Serendipity

                  You probably think an unexplained phenomenon is a sinister event but it can be benign, welcome and surprising, that is, serendipitous.  Most writers silently bless Horace Walpole and his Prince of Serendip for giving us a word for happy accidents. A few examples from my own career will elicit similar memories in other writers. 

Several years ago I had a fellowship with the Mary Bunting Institute at Radcliffe, to research and write a play about Alice James. I was ready to begin my fist draft on American Thanksgiving Day when everything stopped for gratitude and turkey. I worked in my silent office until I felt an urgent need to consult Lewis Carroll’s books about Alice, a need easily satisfied on any day but that.   I was far away from my home library; the public libraries were closed; the bookstores were closed; no one was home, including my landlady. I entered my digs early, despairing of finding what I needed. When lo! There on the kitchen table was a boxed set: Alice’s Adventures in Wonderland and Through the Looking Glass. Serendipity! 

Why? When asked later, my landlady had no memory of putting it there.

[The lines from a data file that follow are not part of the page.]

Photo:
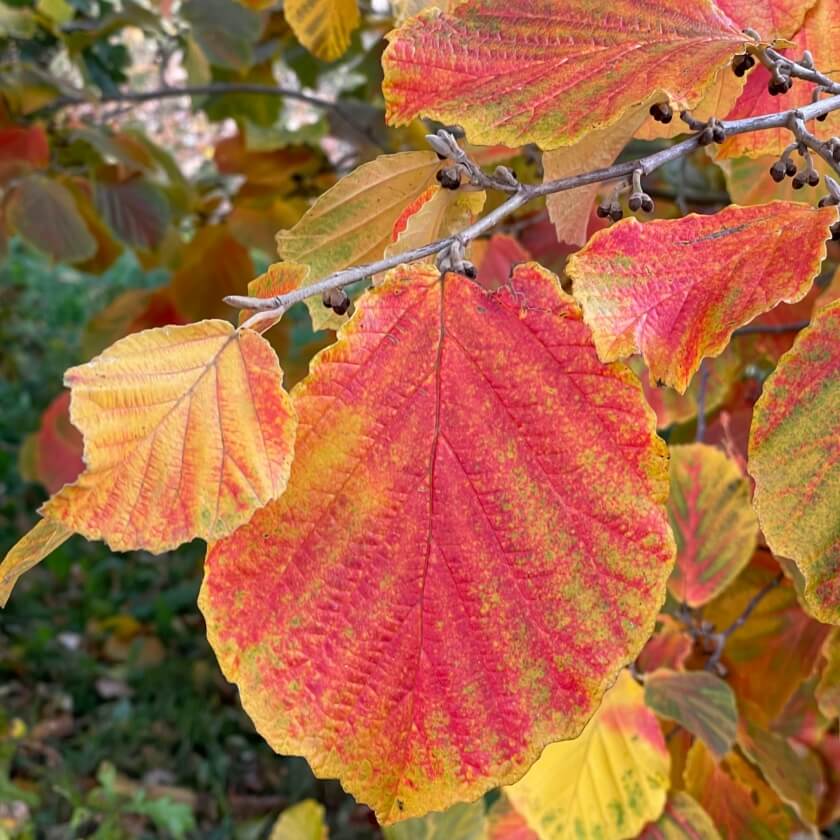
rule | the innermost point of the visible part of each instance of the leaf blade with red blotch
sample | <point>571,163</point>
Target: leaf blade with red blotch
<point>698,701</point>
<point>682,819</point>
<point>608,782</point>
<point>428,487</point>
<point>794,458</point>
<point>533,72</point>
<point>666,288</point>
<point>713,522</point>
<point>187,432</point>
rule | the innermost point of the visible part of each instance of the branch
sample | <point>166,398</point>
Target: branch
<point>267,309</point>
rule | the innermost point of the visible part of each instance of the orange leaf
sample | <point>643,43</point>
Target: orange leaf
<point>820,33</point>
<point>187,432</point>
<point>471,545</point>
<point>794,458</point>
<point>713,521</point>
<point>516,72</point>
<point>667,288</point>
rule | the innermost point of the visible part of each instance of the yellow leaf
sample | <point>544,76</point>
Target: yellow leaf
<point>187,432</point>
<point>324,27</point>
<point>608,782</point>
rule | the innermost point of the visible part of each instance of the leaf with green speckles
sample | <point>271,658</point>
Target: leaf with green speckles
<point>794,458</point>
<point>608,782</point>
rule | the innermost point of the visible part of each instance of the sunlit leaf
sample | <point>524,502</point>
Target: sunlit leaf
<point>737,799</point>
<point>187,432</point>
<point>790,768</point>
<point>324,27</point>
<point>698,701</point>
<point>459,822</point>
<point>795,461</point>
<point>770,18</point>
<point>478,504</point>
<point>607,782</point>
<point>517,72</point>
<point>214,264</point>
<point>570,210</point>
<point>778,639</point>
<point>353,221</point>
<point>304,821</point>
<point>820,34</point>
<point>666,288</point>
<point>713,522</point>
<point>44,214</point>
<point>682,819</point>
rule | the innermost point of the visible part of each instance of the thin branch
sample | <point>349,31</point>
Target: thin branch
<point>771,329</point>
<point>522,196</point>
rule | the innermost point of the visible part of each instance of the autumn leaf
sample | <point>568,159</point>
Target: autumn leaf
<point>698,701</point>
<point>352,222</point>
<point>463,821</point>
<point>819,34</point>
<point>738,800</point>
<point>794,444</point>
<point>304,821</point>
<point>790,768</point>
<point>534,72</point>
<point>682,819</point>
<point>779,638</point>
<point>607,782</point>
<point>570,210</point>
<point>324,27</point>
<point>187,432</point>
<point>666,288</point>
<point>713,522</point>
<point>770,18</point>
<point>43,212</point>
<point>477,502</point>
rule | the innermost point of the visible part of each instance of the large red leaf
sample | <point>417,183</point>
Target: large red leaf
<point>551,71</point>
<point>472,543</point>
<point>676,290</point>
<point>795,461</point>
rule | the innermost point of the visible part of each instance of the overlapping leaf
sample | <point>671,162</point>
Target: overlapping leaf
<point>324,27</point>
<point>795,461</point>
<point>682,819</point>
<point>608,782</point>
<point>471,544</point>
<point>820,34</point>
<point>550,73</point>
<point>676,290</point>
<point>713,522</point>
<point>698,701</point>
<point>353,221</point>
<point>187,432</point>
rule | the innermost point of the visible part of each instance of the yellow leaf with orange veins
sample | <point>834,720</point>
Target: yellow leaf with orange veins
<point>40,542</point>
<point>713,522</point>
<point>545,72</point>
<point>352,222</point>
<point>443,213</point>
<point>794,458</point>
<point>820,33</point>
<point>667,288</point>
<point>473,542</point>
<point>740,803</point>
<point>682,819</point>
<point>324,27</point>
<point>770,18</point>
<point>569,210</point>
<point>608,782</point>
<point>187,432</point>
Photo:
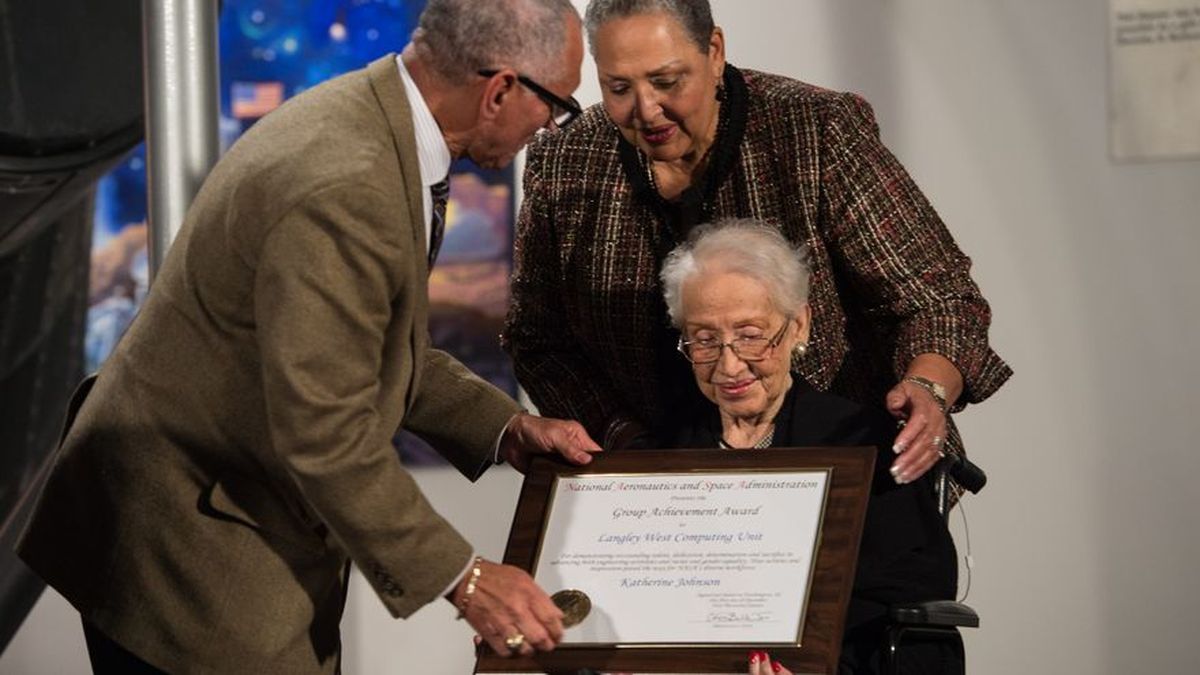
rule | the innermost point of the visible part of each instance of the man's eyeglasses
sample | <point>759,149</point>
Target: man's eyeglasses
<point>745,348</point>
<point>562,112</point>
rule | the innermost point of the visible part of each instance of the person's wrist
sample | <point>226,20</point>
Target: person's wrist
<point>466,589</point>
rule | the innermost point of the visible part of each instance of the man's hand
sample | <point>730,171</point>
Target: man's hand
<point>527,435</point>
<point>509,610</point>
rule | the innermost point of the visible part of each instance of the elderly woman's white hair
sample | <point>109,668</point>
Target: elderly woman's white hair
<point>743,246</point>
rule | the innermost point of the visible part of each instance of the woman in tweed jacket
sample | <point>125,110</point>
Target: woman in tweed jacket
<point>681,138</point>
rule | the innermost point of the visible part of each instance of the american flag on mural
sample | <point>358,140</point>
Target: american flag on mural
<point>250,100</point>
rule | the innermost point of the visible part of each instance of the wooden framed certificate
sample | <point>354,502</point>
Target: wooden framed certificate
<point>682,561</point>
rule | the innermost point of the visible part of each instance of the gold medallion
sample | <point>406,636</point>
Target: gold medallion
<point>575,605</point>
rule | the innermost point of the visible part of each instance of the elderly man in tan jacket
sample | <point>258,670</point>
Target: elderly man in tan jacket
<point>234,453</point>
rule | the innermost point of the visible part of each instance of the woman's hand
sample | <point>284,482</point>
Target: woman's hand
<point>923,417</point>
<point>762,664</point>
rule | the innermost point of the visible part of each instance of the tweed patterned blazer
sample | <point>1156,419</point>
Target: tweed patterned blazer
<point>588,329</point>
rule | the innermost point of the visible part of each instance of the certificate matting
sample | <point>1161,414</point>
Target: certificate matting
<point>634,529</point>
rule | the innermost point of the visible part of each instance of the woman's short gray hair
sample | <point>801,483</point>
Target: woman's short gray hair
<point>743,246</point>
<point>460,37</point>
<point>695,17</point>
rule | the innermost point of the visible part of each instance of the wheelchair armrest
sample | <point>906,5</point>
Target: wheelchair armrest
<point>934,613</point>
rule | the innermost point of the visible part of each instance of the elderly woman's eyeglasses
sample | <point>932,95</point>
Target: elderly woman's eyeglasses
<point>745,348</point>
<point>562,112</point>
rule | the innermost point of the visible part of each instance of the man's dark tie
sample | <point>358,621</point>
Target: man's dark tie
<point>441,192</point>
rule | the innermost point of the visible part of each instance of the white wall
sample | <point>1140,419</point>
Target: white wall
<point>1086,536</point>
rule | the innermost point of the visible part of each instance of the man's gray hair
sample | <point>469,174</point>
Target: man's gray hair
<point>695,17</point>
<point>743,246</point>
<point>460,37</point>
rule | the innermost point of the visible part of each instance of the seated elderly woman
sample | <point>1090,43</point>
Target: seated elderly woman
<point>737,291</point>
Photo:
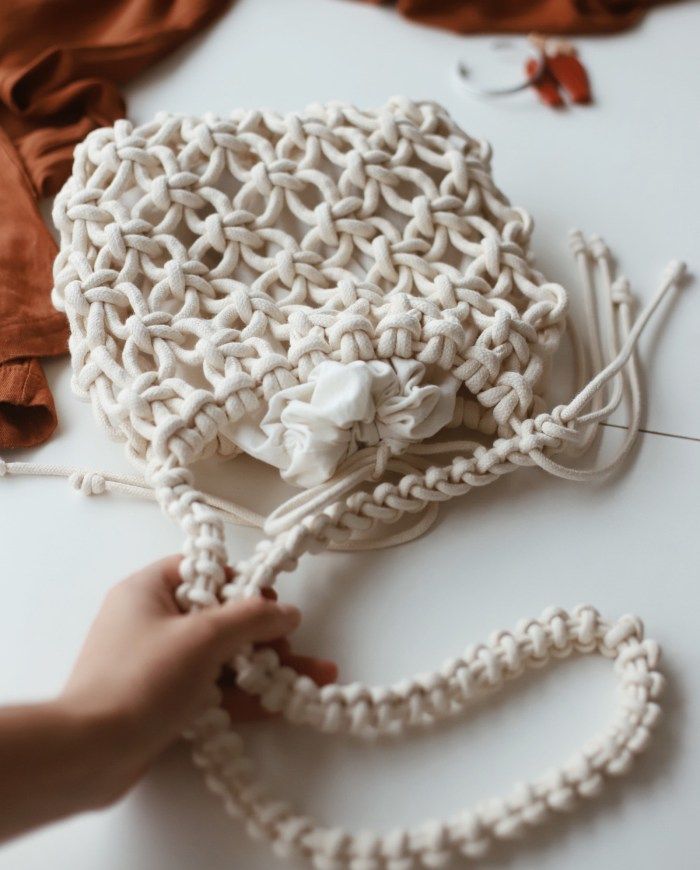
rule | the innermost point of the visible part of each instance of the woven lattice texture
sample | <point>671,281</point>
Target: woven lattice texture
<point>206,264</point>
<point>211,267</point>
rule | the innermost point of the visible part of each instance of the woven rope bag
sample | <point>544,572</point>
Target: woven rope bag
<point>230,283</point>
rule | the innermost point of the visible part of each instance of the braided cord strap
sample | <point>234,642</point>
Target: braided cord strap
<point>367,711</point>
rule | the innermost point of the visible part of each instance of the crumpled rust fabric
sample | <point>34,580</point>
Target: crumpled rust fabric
<point>524,16</point>
<point>61,65</point>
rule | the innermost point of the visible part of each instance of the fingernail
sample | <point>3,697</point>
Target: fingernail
<point>290,611</point>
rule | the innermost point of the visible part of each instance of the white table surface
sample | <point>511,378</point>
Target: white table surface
<point>629,168</point>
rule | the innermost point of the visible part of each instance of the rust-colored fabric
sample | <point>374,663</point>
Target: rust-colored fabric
<point>524,16</point>
<point>61,65</point>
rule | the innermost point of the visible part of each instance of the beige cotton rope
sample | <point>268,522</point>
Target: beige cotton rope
<point>212,269</point>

The second incident also took place in Cambridge, MA. After finishing my fellowship, I went back to the Schlesinger Library (arguably the best repository of women’s studies in North America). I planned to begin research on a book about women’s diaries (subsequently published by Key Porter Books as Reading Between the Lines) by looking for essential reading material and wondering where to begin.  When lo! There on a table in the main reading room was a huge bibliography of women’s diaries, left out by a careless student. Serendipity for sure.

 Perhaps this phenomenon is guided by a force field in the writer’s mind, but how is it that one is receptive at that particular time in that particular place for a particular reason?